The earliest reference to a market at Elsdon occurs in 1279 when Gilbert de Umfraville claimed that from time immemorial his ancestors had levied tolls at his markets of Harbottle and Elsdon (Northumb. Assize R., 373). In 1281 Edward I granted William de Umfraville (the son of Robert who held a carucate of ploughland at Elsdon in 1242) the right to hold a market 'on his manor of Elsdon' every Thursday and a three-day fair around the Feast of St Bartholomew (Rot. Cart. 9 Edw.1 no.10 Turr. Lond; reproduced in Hodgson 1827, 87). In addition, at the Newcastle assizes in 1293, Gilbert de Umfraville established his right to hold a weekly Sunday market and a fair on the Assumption of the Blessed Virgin (15 August) at Elsdon, whilst also claiming a gallows, tumbrel, pillory and tolls there (Placita de Quo Warranto, 21 & 22 Edw. I; cf. Hodgson 1820, 150-1; 1827, 25, 93).

It was unusual for somewhere as small as Elsdon to have two market days and annual fairs. The circumstances by which this came about are illuminated by a series of legal documents which reveal that a furious struggle broke out for control of the market at Elsdon in the 1280s, instigated by the most powerful figures in Redesdale society (cf. Taylor n.d. (b), 13-14).

Perhaps surprisingly, the compromise of having two markets and fairs may have proved to be a lasting arrangement. Certainly the market and fair which the lords of Redesdale had control over were maintained right up until the end of the medieval period.

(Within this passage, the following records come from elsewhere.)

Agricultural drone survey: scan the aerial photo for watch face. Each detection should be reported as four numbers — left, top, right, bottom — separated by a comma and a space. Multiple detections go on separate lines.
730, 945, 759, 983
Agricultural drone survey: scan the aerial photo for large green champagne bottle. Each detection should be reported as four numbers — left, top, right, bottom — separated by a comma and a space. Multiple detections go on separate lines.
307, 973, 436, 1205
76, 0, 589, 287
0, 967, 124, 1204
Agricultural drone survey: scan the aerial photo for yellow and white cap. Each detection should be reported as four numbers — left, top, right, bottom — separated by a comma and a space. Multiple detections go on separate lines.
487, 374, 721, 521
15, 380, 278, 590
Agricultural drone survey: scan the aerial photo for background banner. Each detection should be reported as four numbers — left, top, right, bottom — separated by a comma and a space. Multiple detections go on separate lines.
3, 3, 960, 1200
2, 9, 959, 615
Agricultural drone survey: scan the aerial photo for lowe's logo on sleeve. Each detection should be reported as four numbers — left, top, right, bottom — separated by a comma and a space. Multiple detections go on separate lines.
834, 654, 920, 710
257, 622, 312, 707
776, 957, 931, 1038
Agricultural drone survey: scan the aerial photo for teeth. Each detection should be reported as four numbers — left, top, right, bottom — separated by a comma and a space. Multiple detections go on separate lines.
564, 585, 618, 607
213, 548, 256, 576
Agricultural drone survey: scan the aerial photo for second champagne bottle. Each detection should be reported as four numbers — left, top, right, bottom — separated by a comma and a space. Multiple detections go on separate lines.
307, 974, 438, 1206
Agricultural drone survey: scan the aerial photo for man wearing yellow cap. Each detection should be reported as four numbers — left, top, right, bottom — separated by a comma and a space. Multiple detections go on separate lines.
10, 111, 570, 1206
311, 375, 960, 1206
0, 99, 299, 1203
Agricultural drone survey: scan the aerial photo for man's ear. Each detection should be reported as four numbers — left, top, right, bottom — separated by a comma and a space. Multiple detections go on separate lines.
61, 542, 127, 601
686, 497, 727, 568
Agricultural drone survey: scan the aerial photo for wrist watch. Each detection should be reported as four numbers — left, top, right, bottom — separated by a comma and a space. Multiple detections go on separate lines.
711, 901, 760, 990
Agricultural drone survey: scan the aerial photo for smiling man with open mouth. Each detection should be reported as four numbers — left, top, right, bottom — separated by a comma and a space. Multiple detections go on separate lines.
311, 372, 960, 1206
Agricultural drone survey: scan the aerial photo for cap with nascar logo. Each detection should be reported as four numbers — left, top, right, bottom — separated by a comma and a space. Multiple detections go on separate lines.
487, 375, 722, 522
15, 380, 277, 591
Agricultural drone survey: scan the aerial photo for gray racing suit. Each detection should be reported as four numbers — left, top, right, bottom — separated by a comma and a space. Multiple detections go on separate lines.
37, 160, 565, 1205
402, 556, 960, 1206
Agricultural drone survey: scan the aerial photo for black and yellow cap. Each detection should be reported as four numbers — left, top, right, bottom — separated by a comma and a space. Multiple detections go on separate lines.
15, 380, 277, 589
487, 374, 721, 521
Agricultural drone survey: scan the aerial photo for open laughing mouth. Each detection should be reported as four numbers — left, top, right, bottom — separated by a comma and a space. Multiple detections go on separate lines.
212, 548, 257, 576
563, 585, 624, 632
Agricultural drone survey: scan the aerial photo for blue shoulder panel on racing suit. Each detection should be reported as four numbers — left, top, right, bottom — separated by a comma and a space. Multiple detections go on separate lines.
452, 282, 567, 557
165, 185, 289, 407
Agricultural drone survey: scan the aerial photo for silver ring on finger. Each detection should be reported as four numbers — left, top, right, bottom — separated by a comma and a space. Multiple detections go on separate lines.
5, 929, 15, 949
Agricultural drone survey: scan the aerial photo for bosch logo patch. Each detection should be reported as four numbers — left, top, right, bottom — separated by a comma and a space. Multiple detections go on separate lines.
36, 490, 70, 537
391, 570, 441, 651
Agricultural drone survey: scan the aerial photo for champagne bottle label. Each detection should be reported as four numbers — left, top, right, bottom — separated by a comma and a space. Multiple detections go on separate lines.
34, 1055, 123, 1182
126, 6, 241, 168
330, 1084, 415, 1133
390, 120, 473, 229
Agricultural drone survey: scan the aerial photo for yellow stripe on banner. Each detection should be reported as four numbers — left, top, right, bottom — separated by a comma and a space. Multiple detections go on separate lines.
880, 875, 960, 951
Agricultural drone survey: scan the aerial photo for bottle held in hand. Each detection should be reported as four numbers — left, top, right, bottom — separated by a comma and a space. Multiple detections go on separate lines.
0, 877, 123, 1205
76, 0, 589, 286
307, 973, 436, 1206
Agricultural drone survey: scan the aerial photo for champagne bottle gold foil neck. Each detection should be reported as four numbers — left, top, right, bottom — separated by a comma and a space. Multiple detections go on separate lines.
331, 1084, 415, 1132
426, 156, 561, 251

In 1495, the fair at Elsdon 'on the feast of the Assumption of the Blessed Virgin, with court of piepowder while it lasts, and a market there on Sundays weekly, with tolls and customs and the other advantages of such fairs and markets' were listed among the appurtenances of the manor of Otterburn in the Inquisition Post Mortem for the deceased lord, Robert Tailbois (Cal IPM Henry VII, i, 415, no. 971). The Border Survey, carried out just over a century, later makes no mention of either market, but does indicate that Michael Hall, one of customary tenants at Elsdon, paid an annual rent of 3s 4d for 'the toule (toll) of two faires' (1604 Survey, 100). By the mid-18th century the Rev. Dodgson was able to declare there had not been a market at Elsdon within living memory, a view confirmed by Hodgson in the early part of the following century, although the latter does assert that the St Bartholomew's fair was 'still in a small way in existence' (1827, 87).